De gemiste oproepen en ontvangen berichten beginnen binnen te stromen en zodra mijn telefoon het toelaat, druk ik op het WhatsApp-icoontje. Zeventien berichten. Dat is niet bijzonder veel, dus ik heb binnen een paar seconden gezien dat er niets van Ryan tussen staat — zoals ik al verwachtte. De meeste berichten zijn van Lizzy, maar die lees ik een andere keer.
Ik sluit WhatsApp af en ga dan naar mijn laatste strohalm: mijn oproepenlijst. Die lijst is iets langer, maar dat komt vooral doordat mijn moeder me zo te zien bijna elke dag heeft gebeld. Eric heeft me een paar keer gebeld, Lizzy, Paul en… een onbekend nummer.
Mijn hart maakt een kleine salto bij dit laatste restje hoop, want het zou natuurlijk kunnen dat Ryan me heeft gebeld met een ander telefoonnummer. De kans is klein. Heel klein. Maar ik moet het weten, zodat ik verder kan. Op dit moment sta ik al twee weken stil, omdat ik niet kan beslissen of ik hem moet haten of missen.

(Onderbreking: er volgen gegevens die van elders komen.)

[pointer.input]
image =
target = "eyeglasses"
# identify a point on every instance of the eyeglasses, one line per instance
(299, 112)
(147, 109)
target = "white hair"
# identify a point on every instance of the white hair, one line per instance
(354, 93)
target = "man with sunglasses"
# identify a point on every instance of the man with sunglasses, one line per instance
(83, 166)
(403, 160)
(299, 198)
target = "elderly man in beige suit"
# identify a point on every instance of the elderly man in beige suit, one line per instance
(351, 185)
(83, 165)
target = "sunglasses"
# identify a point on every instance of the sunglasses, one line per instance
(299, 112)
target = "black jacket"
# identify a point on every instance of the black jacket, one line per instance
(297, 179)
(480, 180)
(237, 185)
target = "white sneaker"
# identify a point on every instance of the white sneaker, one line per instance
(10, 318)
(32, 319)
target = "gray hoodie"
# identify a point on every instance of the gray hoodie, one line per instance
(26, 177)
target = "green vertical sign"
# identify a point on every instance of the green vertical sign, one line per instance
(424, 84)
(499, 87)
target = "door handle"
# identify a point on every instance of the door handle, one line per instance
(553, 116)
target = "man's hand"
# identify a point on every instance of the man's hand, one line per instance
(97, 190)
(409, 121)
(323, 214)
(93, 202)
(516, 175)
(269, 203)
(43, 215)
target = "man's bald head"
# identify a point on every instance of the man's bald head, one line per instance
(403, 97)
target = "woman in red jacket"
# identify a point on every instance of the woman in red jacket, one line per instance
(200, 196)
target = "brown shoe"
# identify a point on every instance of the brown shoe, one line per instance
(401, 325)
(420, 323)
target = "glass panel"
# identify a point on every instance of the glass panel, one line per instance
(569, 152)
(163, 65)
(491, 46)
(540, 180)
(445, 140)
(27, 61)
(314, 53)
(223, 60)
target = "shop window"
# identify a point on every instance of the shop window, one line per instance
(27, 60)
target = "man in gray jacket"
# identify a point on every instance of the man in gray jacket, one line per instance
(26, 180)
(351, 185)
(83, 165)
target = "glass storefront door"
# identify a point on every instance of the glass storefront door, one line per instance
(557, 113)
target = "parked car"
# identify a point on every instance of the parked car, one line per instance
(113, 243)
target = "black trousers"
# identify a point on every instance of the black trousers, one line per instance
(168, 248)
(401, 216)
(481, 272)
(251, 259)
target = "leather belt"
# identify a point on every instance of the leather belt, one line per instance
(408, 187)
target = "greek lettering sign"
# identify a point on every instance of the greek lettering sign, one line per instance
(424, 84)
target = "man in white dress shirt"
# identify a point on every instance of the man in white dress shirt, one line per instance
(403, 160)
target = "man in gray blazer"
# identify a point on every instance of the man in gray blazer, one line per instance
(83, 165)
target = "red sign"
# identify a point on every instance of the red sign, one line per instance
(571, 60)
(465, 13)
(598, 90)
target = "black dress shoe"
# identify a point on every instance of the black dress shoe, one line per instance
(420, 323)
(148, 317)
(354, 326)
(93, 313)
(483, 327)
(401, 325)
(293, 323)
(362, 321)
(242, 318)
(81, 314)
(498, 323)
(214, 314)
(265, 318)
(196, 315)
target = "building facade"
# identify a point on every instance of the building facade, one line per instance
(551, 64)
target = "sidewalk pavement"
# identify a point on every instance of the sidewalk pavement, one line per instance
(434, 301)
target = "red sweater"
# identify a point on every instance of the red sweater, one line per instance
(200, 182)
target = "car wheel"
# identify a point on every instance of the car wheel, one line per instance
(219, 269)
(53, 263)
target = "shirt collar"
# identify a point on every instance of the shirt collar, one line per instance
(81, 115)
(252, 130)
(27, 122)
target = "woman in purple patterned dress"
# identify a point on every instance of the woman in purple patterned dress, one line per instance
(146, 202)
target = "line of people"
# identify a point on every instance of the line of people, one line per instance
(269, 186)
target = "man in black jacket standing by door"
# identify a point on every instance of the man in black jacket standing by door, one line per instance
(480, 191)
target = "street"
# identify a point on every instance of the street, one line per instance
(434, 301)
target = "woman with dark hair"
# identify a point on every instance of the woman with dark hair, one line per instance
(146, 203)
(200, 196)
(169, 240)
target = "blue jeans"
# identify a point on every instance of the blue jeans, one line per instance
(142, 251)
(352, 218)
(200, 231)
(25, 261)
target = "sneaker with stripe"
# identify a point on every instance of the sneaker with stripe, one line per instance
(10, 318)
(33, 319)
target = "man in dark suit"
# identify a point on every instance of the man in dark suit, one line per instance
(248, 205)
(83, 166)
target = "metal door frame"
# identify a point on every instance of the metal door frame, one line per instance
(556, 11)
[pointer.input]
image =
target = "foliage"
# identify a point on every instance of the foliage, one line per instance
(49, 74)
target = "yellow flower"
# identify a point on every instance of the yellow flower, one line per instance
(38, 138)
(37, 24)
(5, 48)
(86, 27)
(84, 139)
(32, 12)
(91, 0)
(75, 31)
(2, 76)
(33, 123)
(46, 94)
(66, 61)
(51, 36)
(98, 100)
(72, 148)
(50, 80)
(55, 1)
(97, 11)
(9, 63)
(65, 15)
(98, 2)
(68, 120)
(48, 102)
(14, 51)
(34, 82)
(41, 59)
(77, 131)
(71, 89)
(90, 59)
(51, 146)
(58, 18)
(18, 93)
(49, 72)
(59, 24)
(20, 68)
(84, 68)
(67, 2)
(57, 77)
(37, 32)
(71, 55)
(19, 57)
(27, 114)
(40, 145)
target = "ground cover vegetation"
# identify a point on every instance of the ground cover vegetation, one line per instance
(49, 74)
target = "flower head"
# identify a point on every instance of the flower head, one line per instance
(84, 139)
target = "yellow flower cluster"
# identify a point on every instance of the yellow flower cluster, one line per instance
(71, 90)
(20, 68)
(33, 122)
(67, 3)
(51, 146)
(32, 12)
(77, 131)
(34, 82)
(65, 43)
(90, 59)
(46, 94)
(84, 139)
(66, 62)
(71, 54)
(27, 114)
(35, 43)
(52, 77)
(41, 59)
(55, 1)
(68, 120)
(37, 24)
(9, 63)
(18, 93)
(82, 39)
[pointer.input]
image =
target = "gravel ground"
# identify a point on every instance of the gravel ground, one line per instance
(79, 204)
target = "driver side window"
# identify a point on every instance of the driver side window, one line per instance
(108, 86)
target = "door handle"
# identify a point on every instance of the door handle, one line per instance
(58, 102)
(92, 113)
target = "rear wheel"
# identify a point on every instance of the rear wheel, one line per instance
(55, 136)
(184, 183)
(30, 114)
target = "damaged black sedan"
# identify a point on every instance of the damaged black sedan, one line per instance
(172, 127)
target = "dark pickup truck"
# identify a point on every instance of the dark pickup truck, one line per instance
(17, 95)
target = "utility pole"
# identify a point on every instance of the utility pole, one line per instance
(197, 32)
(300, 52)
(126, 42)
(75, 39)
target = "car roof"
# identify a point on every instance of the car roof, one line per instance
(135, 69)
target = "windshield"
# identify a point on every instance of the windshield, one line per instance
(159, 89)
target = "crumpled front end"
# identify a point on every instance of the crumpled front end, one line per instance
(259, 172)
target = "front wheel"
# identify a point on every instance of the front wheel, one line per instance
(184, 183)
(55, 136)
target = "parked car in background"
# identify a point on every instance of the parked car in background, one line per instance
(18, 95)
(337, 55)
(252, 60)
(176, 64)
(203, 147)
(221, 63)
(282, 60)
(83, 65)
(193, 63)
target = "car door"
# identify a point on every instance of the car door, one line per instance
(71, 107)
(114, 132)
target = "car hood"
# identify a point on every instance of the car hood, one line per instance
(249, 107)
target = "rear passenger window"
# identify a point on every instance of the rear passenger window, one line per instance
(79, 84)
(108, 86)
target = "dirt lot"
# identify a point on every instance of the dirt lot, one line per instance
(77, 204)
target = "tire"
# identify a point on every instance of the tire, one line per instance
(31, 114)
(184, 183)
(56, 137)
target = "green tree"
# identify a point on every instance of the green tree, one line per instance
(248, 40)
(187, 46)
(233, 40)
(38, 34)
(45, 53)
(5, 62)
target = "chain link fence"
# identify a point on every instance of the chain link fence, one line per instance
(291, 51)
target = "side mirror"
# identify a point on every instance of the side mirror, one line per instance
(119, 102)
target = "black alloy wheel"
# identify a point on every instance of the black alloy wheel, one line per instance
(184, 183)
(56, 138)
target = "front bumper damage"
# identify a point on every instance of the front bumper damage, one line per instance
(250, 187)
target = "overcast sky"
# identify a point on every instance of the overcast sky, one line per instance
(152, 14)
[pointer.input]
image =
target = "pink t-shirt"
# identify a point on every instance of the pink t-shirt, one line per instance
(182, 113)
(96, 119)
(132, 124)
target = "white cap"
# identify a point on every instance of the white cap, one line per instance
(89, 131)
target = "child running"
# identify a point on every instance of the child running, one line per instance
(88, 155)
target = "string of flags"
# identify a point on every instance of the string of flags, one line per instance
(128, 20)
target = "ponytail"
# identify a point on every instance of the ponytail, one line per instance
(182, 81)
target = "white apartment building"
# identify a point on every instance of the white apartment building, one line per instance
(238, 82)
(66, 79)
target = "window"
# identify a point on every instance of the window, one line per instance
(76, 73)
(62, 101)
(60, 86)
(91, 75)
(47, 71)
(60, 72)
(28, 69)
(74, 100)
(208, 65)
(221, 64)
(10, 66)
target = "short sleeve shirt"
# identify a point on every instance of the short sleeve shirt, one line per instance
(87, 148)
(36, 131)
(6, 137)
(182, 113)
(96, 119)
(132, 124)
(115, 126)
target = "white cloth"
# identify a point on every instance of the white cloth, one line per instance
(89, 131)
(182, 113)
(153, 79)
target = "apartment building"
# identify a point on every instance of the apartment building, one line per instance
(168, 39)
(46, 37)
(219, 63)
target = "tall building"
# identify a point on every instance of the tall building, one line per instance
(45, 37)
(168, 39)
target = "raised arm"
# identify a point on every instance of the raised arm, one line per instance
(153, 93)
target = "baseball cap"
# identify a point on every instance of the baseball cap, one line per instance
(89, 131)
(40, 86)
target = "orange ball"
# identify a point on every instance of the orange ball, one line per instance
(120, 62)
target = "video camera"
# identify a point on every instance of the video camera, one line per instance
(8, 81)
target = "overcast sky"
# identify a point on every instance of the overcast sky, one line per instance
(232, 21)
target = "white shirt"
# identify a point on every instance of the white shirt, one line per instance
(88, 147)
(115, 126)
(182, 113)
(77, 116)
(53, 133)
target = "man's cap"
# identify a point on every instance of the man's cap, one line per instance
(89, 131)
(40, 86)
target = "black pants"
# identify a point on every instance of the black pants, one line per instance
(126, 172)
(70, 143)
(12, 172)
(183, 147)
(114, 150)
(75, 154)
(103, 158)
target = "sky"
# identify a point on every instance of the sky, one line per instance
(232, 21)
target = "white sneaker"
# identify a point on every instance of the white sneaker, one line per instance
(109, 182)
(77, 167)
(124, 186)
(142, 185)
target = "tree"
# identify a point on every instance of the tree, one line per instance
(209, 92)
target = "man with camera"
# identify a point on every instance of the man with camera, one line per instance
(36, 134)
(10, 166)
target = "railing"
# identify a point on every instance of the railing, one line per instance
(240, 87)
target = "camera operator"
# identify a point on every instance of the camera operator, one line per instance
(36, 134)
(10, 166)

Met nog één procent van mijn batterij resterend druk ik op het nummer. Waarschijnlijk valt mijn telefoon zo uit, maar ik hoef alleen maar zijn stem te horen, zodat ik weet dat niet alles nep was. Ik val bijna flauw als ik hoor dat de kiestoon onderbroken wordt en mijn gesprek wordt beantwoord.